Alla metà del ‘400 Montefalco era soltanto un villaggio; tra le campagne e all’interno delle mura avanzavano dei frati francescani con una semplice tonaca, tessuta con della lana grezza, di colore cenerino-grigio, ora più chiara ora più scura, in base alla lana che si aveva a disposizione. Alcuni di essi, i più attenti all’eredità del fondatore, indossavano ai piedi zoccoli di legno, motivo per cui venivano indicati con il nome di ‘zoccolanti’, e, ostili agli ideali di alcuni compagni, sedotti da una vita più agiata, erano inquieti di donar maggior decoro alla loro chiesa. Era appunto da qualche anno, dal 1442, che frate Antonio, eletto vicario provinciale, fremeva nell’utilizzare un’importante eredità, inizialmente destinata ai poveri, per restaurare, se non ricostruire, le fondamenta di una vecchia e diruta chiesa di campagna.

affresco benozzo gozzoli
cupola montefalco

Con gioia per i confratelli e dell’intero popolo, gli sforzi furono coronati: frate Antonio, giunto ben presto alla notizia che nella valle spoletina si muoveva un rinomato pittore, un certo Benozzo Gozzoli, decise di chiamarlo alla svelta e, affidandogli la decorazione della chiesetta, assistette a delle novità insolite, straordinarie per quei luoghi: la chiesa, così austera per la sua architettura, priva di immagini, finalmente non disponeva solo di un repertorio iconografico completo, ma di ornamenti alla moda: la Vergine non siede più in quei vecchi seggioloni con guglie, pinnacoli e colonnine alla gotica… è seduta in un trono dalla foggia antica, ricavato da un disegno di Donatello; la pala d’altare non è da meno, sfoggia tutta la nuova moda della ‘tabula quadrata’, e per anch’essa, niente più cimase né cuspidi… come predisse il grande Brunelleschi!

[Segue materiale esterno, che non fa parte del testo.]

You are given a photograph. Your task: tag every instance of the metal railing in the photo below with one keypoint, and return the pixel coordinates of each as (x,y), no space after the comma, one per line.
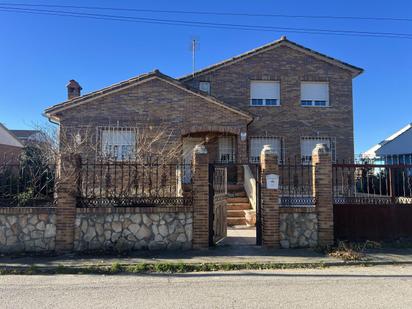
(25,184)
(296,184)
(372,183)
(134,184)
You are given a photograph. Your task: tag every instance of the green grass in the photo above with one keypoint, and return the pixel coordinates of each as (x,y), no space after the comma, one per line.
(147,268)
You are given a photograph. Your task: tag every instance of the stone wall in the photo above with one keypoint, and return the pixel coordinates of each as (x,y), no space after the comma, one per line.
(132,231)
(27,230)
(298,230)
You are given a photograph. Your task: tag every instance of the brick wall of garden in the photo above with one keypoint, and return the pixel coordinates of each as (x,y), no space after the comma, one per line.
(27,229)
(125,229)
(298,227)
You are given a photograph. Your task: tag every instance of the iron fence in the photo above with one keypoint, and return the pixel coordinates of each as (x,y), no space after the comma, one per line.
(372,183)
(134,184)
(296,184)
(26,185)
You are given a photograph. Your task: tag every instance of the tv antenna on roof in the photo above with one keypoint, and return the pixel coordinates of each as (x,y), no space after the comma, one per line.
(194,47)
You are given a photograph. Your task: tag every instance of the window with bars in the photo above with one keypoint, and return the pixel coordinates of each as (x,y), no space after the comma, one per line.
(256,145)
(314,94)
(308,143)
(117,143)
(264,93)
(226,149)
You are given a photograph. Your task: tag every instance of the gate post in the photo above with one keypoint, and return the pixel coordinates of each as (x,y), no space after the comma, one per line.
(269,200)
(200,193)
(322,190)
(66,193)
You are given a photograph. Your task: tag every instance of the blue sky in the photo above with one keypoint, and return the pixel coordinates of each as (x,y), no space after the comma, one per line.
(39,54)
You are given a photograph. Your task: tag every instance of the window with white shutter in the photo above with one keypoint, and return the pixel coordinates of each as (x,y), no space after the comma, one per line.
(314,94)
(307,144)
(226,149)
(257,143)
(264,93)
(118,143)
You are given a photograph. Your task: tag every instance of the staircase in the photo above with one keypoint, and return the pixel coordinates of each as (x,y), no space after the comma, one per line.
(237,202)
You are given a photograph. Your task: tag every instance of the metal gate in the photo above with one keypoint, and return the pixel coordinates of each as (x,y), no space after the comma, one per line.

Dal convento di San Fortunato a quello di San Francesco

Le voci corrono e sappiamo quanta importanza avesse a quei tempi la competizione tra artisti; ma non meno forte doveva essere la rivalità tra le comunità religiose; soprattutto quando entravano in giuoco questioni di prestigio. Era appunto quanto avveniva a Montefalco, dove le passate concessioni agli Osservanti, e, successivamente, la nuova e moderna decorazione della diruta pieve di S. Fortunato, mettevano in discussione il primato dei Conventuali, insediati da tempo, sin dal 1242, dentro le mura di Montefalco.

I frati, consapevoli di quanto un edificio sacro e arricchito da pregevoli immagini rendesse più gradevole la visita dei devoti, pronti a ritornandovi più volentieri, decisero di chiamare a sé l’artista fiorentino; lo accompagnarono in chiesa e gli mostrarono un edificio ridotto in pessime condizioni: le guerre ne avevano indebolito le fondamenta; gli affreschi erano ormai vecchi, non attraevano più quanto succedeva in passato: sul transetto era un antico crocifisso, dipinto da un collaboratore di Giotto, mentre alle pareti vi erano immagini di santi disposte con pittoresco disordine.

Benozzo allora si armò di pennello e ne dipinse le pareti dietro l’altare maggiore, e nuovamente, con gran meraviglia, ridestò le pupille del popolo… la tradizione pittorica da loro conosciuta è nuovamente stravolta. Il modello proposto da Giotto, ad Assisi, viene totalmente abbandonato: le scene non corrono in orizzontale, come in una pellicola cinematografica, ma vanno da sopra verso sotto; e al suo interno, come nella Porta del Paradiso di Firenze, sono composte da più eventi in un’unica scena teatrale. Ma quanto più percosse i fedeli fu la possibilità di osservare, come in delle istantanee, una realistica veduta della valle, con il castello di Montefalco sulla cresta di un colle, Bevagna nella valle sottostante e, in fondo, le cittadine di Assisi e Spello, adagiate alle pendici del massiccio Subasio. Gli sguardi procedono e pare di vedere alcuni scorci di Firenze, con l’imponente Palazzo Vecchio, e Roma, con le fattezze dell’antica basilica di San Pietro.

Finiti i lavori Benozzo fodera i pennelli e parte per Viterbo, percorrerà le campagne e arriverà a Firenze, ma il suo lavoro diventerà una ‘fulgida sorgente di luce’ ed i suoi modelli rimisero in moto l’ingegno umbro, ‘ricavandone lumi e dottrina’.